Для двоих раненых всё приходилось нарезать тонкой лапшой, чтобы подержать на языке и глотать не жуя. По мнению докторов, им ещё долго будет противопоказана правильная жратва. Ну, узкоплёночные, ну, падлы!.. Всё, доигрались, будет вам хана!
— А начинать, — сказал Тяни-Толкай, когда приговорили первую и откупорили вторую, — надо с мохнорылого, он у них там паханует, тварь узкоглазая.
Сказал и привычно потёр левое ухо, в котором так и стоял звон. Опять же с подачи того самого мохнорылого.
— Ы-ы-ы-ы, — согласился Лютый. Дескать, да, будем гада валить. Сунул трубочку в стакан, морщась, выпил, перевёл дыхание, втянул в рот тоненькое рыбное волоконце. — Ы-ы-ы-ы!
«Всех будем валить, всех. Без разбора, для порядка. Всех, я сказал!»
Настанет ли время, когда он снова будет раскусывать крепкими зубами нежные свиные хрящи и с аппетитом жевать? Отрывать, опять же зубами, от цельной рыбины упругую копчёную спинку, облизывать текущий на подбородок солоноватый жирок?..
Иногда, особенно вот как сейчас, когда он делал запрещённые врачами движения, пытаясь жевать, ему казалось, что светлый час не придёт уже никогда…
На Павла Андреевича вдруг накатило волной что-то страшное, мрачное, липкое. И не то чтобы его бросило в тоску после выпитого, нет. То есть, понятно, коньяк в сочетании с эфемерной закуской несколько усугубил эффект, но дело было по большому счету не в нём.
Лютый внезапно вспомнил Соликамск, пересыльный централ. И себя, пацана-первоходку, закрытого ментами в «стакан». В стылую вертикальную нору размером с гроб, сплошь покрытую изнутри железной «тёркой». Закрыв, его там… забыли. А он до сих пор помнил свой хриплый страшный крик, помнил дикий ужас заточения, бессилие и беспросветный мрак.
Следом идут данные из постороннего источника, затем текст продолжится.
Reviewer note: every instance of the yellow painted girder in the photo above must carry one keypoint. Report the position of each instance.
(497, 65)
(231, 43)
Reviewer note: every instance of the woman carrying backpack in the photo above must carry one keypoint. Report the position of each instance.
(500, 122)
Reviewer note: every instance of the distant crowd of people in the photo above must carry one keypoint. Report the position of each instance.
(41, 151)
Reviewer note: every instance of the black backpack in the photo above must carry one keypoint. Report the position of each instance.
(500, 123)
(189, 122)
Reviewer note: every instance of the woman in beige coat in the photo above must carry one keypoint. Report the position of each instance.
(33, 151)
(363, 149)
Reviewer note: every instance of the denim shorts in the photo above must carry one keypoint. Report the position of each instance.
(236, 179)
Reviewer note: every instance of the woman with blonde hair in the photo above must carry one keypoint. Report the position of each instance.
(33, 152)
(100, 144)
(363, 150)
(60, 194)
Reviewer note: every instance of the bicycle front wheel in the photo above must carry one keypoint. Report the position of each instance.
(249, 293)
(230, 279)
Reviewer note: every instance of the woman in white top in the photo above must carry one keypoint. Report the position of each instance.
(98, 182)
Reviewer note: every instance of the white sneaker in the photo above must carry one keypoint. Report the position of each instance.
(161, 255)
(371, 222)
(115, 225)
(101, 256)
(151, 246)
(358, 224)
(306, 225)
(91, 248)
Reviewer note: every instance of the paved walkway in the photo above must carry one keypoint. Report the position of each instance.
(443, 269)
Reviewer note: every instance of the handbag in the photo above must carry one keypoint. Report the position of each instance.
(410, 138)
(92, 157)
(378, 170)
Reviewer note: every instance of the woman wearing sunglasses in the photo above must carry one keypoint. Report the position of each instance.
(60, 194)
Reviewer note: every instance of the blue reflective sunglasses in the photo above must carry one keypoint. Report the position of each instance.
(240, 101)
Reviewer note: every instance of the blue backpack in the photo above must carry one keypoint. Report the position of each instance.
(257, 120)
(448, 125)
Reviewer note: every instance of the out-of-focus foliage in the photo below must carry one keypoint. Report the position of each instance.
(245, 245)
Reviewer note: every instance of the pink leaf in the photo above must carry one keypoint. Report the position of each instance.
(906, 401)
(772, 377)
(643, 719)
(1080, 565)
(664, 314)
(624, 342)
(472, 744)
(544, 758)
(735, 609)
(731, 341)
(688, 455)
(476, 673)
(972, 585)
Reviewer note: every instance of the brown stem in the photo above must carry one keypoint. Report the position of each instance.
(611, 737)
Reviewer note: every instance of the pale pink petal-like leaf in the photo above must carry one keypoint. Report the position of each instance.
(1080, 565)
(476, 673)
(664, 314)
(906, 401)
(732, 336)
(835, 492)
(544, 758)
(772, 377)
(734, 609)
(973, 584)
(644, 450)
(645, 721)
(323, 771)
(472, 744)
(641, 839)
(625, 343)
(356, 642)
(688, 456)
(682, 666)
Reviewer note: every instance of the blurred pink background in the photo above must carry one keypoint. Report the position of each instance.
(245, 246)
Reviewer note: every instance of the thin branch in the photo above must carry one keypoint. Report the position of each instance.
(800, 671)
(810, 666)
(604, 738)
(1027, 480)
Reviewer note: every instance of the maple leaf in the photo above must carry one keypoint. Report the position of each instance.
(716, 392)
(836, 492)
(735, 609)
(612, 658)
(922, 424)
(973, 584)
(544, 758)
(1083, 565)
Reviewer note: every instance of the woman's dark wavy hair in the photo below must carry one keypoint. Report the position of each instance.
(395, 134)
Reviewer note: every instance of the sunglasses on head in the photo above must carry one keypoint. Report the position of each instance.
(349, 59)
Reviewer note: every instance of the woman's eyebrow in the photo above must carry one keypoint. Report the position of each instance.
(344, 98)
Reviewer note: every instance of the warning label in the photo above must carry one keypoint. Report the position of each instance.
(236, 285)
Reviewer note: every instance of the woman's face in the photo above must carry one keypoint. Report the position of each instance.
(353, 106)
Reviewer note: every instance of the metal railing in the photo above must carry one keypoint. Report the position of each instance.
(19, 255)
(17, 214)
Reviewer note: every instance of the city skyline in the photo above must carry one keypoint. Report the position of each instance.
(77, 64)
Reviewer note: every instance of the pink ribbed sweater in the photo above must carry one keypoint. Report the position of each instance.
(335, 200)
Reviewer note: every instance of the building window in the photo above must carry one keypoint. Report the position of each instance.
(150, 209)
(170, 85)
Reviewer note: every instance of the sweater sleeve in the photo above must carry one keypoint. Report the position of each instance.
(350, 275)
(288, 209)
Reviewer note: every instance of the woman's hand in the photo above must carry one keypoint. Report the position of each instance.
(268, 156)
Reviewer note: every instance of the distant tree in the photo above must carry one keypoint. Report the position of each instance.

Железные шипы, холодные, точно смерть, сдирали кожу в самом деле как тёркой. Боль, ярость, ненависть, воскресшая злоба девятым валом захлестнули Лютого… и он не удержался, заорал — даже и больная челюсть не помешала.
И внезапно понял, что кричал не один. Ему хором вторили за столом кореша. «Убивать! Насиловать! Разрушать! Уничтожать!»
Они объявляли смертельную войну этому поганому миру — войну до победного конца. По праву избранности. По праву крови!..
Их лица словно окаменели, теряя человеческие черты, рты судорожно щерились, в хищных глазах горели злоба и голод. Этот сволочной мир годился разве что в пищу своим природным господам.
И они уже знали, с кого им следовало начать.
Изнасиловав мотор, Колякин долетел до периметра, встал, осмотрелся по-быстрому, профессионально. На первый взгляд всё как надо. Каменный забор, «егоза», вышки с автоматчиками. Из кирпичной трубы на территории промзоны бойко вьётся сизоватый дымок…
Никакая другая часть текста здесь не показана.